Baylor basketball coach credits ‘Christ-centered program’ after winning 1st championship (interview)

Fostering a Christ-first, others-second team model, the Baylor University Bears won their first NCAA men’s basketball national title earlier this month, completing a championship turnaround over 17 years after scandal and murder rocked the program.

But unlike many other Division I basketball teams, the Bears took steps to ensure Christ was at the center of their program, not selfish ambition. 

Moments after clinching the national title and being presented with the national championship trophy, Baylor Coach Scott Drew told CBS’ Jim Nantz that his team plays with a “culture of J.O.Y.,” which stands for “Jesus, Others and then Yourself.”

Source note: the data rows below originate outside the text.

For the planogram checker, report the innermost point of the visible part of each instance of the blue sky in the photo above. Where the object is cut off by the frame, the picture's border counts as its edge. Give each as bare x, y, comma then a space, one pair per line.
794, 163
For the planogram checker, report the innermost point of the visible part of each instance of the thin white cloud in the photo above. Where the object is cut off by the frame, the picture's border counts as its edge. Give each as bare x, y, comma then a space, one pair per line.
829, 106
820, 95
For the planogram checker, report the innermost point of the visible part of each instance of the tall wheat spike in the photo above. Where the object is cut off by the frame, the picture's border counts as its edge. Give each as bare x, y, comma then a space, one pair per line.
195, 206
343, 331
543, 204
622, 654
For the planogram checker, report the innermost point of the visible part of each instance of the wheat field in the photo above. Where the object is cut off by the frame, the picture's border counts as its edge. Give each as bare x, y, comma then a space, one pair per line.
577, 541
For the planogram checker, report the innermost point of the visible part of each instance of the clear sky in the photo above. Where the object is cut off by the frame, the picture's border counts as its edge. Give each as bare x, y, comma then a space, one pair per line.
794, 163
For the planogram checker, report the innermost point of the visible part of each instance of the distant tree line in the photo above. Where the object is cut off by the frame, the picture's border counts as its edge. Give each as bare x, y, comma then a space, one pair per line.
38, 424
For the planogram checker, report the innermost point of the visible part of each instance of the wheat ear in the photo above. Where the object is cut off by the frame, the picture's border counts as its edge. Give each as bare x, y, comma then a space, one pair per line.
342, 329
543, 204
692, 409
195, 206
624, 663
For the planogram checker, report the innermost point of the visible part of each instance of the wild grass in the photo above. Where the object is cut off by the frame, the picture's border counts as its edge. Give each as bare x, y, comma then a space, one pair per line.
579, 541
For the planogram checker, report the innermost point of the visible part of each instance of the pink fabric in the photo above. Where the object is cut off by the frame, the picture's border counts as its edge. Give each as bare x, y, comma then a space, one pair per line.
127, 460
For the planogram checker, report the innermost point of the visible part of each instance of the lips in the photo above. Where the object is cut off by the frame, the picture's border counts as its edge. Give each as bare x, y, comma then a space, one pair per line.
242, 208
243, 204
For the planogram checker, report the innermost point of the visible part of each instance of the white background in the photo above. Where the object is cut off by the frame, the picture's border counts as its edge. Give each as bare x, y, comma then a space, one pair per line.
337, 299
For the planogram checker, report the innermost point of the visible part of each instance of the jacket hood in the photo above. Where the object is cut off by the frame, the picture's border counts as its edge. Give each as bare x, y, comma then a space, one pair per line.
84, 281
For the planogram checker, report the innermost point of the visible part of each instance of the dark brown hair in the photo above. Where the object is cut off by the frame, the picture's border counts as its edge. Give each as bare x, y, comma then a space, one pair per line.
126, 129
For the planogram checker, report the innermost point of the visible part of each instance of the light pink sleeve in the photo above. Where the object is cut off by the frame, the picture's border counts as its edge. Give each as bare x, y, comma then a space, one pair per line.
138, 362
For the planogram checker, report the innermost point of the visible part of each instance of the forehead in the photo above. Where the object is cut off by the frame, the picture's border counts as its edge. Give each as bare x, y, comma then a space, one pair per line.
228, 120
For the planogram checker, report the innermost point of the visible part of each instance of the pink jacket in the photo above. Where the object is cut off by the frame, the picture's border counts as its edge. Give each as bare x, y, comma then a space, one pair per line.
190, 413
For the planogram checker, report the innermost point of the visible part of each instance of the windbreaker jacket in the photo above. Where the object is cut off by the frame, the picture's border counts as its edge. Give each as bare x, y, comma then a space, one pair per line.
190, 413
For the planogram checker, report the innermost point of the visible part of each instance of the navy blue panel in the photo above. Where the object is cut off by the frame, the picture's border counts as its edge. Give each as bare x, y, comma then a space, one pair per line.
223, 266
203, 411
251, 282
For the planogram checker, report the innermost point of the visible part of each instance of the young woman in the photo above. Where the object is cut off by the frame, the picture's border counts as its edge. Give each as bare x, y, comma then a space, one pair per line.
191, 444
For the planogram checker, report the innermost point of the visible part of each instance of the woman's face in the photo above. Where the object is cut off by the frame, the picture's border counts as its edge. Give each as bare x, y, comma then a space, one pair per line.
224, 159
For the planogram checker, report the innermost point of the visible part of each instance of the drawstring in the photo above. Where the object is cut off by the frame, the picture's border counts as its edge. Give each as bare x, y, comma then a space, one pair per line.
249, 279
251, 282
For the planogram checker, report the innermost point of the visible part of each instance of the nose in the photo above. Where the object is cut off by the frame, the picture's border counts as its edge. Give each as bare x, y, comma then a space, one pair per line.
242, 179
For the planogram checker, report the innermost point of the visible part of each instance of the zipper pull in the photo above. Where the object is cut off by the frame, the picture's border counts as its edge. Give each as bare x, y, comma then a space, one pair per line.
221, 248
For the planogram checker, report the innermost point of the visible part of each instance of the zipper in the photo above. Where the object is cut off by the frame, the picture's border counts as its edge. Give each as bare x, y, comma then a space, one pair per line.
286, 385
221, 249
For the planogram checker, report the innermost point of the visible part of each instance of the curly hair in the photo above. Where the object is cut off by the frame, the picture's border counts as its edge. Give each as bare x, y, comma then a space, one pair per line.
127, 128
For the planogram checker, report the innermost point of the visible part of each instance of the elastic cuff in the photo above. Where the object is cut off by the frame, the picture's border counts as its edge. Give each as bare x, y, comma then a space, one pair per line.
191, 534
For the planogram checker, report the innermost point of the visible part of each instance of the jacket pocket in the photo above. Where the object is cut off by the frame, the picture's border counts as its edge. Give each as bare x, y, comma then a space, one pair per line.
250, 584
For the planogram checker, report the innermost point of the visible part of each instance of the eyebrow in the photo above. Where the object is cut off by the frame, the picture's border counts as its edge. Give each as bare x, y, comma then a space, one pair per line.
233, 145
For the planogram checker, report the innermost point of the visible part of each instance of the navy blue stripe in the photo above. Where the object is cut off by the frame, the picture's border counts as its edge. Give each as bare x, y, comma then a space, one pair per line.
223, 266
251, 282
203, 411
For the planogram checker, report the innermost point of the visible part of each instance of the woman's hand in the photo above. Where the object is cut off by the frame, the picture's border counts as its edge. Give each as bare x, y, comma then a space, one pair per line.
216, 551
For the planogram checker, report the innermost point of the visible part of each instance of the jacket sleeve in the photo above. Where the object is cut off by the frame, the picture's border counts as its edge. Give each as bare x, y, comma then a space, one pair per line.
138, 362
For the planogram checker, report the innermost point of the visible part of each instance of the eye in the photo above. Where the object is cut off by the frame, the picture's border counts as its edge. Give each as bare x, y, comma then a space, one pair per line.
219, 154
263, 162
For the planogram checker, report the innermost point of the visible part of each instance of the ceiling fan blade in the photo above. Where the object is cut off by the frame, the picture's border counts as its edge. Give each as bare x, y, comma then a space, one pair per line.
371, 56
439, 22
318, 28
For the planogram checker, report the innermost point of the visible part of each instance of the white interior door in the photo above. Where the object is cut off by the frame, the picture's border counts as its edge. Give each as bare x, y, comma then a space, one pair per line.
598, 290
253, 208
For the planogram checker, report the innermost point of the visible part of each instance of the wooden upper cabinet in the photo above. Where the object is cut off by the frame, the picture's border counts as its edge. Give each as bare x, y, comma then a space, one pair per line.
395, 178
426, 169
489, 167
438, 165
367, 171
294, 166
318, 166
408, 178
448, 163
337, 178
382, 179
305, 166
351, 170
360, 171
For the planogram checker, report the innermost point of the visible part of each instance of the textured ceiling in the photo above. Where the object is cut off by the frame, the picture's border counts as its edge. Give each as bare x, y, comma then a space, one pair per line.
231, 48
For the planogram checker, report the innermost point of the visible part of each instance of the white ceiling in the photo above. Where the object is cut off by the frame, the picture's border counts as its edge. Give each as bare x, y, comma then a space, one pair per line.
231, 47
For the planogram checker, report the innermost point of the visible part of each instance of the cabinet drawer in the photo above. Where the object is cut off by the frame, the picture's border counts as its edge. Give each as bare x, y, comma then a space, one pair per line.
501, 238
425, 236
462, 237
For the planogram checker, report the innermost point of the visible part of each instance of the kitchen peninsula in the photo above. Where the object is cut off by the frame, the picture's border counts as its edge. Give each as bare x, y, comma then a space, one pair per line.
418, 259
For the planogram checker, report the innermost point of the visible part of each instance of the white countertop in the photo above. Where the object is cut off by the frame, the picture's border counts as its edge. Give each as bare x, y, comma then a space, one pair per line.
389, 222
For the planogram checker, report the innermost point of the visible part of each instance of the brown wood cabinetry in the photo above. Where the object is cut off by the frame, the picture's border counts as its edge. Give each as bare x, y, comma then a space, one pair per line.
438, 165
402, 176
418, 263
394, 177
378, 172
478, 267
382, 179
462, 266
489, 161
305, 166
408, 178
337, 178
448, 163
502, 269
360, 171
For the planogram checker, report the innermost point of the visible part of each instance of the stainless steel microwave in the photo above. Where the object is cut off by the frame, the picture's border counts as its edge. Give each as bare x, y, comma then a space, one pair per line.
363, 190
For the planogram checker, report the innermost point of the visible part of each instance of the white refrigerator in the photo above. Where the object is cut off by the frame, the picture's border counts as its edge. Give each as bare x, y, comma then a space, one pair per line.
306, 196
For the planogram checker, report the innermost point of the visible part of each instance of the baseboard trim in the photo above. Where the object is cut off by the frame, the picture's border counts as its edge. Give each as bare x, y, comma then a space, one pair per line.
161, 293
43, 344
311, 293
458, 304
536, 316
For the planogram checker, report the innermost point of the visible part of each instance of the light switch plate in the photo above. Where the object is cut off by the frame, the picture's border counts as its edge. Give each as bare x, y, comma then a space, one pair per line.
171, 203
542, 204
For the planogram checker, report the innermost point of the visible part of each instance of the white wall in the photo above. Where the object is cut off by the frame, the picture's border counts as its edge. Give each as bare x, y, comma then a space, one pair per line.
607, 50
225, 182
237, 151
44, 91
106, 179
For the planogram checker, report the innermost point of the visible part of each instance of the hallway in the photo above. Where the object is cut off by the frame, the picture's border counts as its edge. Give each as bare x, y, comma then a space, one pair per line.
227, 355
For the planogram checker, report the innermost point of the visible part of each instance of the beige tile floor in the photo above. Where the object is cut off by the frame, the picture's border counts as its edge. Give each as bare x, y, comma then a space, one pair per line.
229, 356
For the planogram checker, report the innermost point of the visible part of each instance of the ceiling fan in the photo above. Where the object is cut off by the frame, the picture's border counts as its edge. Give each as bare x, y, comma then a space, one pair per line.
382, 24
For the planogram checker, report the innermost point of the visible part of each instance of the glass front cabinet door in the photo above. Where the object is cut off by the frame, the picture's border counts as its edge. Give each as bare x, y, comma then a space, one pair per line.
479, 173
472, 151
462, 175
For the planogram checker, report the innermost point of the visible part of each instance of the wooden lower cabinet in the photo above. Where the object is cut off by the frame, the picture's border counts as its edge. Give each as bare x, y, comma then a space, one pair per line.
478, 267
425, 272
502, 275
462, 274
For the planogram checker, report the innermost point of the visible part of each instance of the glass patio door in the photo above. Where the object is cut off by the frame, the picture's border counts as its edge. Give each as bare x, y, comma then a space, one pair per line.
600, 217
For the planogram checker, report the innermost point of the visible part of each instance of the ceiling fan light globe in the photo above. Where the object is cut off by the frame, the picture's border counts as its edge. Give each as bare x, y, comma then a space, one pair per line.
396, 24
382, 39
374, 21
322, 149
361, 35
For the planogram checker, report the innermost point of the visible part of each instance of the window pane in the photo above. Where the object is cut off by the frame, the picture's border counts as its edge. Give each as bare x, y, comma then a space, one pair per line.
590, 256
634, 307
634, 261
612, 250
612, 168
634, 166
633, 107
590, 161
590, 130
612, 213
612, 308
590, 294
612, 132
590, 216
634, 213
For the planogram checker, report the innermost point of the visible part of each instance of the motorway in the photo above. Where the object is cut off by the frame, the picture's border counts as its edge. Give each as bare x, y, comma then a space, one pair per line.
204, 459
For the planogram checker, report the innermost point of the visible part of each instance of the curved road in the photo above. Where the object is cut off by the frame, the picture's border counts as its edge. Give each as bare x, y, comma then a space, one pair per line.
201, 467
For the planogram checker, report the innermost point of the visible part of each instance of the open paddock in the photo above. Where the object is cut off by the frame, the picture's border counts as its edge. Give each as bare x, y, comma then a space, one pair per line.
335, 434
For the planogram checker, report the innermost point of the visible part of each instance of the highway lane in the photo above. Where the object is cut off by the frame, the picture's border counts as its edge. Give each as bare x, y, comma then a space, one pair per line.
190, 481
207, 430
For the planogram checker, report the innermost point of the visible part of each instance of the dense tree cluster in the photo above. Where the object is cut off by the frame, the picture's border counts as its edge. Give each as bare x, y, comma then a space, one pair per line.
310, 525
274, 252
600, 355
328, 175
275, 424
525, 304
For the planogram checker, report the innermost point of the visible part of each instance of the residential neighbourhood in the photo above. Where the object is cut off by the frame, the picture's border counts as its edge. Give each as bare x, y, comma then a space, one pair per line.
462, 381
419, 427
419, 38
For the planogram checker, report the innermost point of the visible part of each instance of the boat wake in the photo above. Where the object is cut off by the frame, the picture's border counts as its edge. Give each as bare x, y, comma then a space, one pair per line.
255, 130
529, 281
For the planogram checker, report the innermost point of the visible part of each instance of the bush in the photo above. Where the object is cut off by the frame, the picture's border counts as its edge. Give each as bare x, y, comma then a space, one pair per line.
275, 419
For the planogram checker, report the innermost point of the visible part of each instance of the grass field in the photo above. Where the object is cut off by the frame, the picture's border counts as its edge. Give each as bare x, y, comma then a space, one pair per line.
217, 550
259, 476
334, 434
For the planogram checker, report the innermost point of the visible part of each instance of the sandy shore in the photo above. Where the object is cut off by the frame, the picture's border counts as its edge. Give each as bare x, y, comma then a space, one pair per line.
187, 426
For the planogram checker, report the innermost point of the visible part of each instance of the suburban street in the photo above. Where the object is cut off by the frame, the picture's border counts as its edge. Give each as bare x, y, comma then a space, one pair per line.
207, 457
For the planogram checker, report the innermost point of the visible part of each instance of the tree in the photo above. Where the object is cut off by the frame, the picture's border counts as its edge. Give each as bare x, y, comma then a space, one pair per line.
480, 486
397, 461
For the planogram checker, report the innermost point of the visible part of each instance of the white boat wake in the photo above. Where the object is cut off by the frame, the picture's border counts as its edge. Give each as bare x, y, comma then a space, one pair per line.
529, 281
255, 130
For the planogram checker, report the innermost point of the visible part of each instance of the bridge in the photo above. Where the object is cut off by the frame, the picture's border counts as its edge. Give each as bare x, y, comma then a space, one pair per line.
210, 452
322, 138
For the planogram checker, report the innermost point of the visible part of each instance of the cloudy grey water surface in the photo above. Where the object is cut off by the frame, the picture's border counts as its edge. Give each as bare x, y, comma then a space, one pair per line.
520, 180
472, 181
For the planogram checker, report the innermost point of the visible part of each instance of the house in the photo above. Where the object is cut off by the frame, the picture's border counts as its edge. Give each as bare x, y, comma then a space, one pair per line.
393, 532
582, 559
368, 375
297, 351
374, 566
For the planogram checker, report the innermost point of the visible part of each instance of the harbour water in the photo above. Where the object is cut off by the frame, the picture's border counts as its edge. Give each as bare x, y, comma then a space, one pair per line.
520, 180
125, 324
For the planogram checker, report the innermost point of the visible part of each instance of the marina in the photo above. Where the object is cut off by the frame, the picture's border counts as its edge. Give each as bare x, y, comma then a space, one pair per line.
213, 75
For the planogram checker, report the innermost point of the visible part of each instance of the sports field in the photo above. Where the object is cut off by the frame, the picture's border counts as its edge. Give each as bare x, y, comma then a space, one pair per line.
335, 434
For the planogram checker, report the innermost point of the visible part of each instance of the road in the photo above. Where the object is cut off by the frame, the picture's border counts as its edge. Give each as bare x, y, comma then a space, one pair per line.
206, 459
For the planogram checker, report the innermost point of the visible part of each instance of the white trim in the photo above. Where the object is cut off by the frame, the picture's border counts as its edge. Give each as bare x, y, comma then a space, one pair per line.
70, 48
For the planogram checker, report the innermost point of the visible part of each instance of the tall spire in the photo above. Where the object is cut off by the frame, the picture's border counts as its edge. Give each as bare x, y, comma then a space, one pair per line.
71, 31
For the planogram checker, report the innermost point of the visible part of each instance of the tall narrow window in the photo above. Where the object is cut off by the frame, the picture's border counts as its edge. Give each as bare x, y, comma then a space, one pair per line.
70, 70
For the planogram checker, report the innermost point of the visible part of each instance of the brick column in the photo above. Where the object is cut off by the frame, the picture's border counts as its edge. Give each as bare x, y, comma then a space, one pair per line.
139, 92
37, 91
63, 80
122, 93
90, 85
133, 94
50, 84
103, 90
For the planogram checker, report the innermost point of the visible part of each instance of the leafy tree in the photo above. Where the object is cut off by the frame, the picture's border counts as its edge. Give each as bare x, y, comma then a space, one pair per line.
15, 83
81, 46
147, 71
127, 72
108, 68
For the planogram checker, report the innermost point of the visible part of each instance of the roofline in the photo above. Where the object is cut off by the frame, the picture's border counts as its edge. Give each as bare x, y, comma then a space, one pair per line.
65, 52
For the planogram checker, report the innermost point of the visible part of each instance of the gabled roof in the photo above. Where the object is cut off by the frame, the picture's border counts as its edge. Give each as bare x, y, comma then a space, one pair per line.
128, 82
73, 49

Drew, who has been the men’s head basketball coach at the Waco, Texas-based university since 2003, told The Christian Post in an interview last Friday that the “culture of J.O.Y.” motto factors into how the team seeks to honor God and love others.

“J.O.Y., it’s pretty simple, ‘Jesus, Others, Yourself. [Its] very easy to remember and yet so hard to do. But at the end of the day, we want to make sure we always honor and give credit to Jesus first, and our teammates and others second, and talk about ourselves third,” Drew, the son of National Collegiate Basketball Hall of Fame coach Homer Drew, explained.

He said all Baylor coaches strive for their team to play selflessly. But with a Christ-centered approach to life, this is easier to achieve.

“As coaches, your mission and goal for any team is to put your teammates in front of yourself,” he said. “Obviously, the only person you would want before others would be God. So if you could keep that priority, then obviously you’re playing selfless, you’re playing for others, you don’t have the pressure on yourself to perform.”

“At the same time, as we get older in life, you know it’s much better to give than to receive. Yet, obviously, with sin in the world, we get prideful, we get jealous, we want to get the attention. So it’s a constant battle …,” he continued. “It’s such a hard thing to actually enact. So you do have to love your teammates to put them in front of you, and it’s only through God’s grace and mercy are we able to do those kinds of things.”

Since Baylor is a Christian university — one of America’s largest Baptist universities — there are many ways for team members to become active in their faith. But the coaches seek to integrate faith into the team’s routine.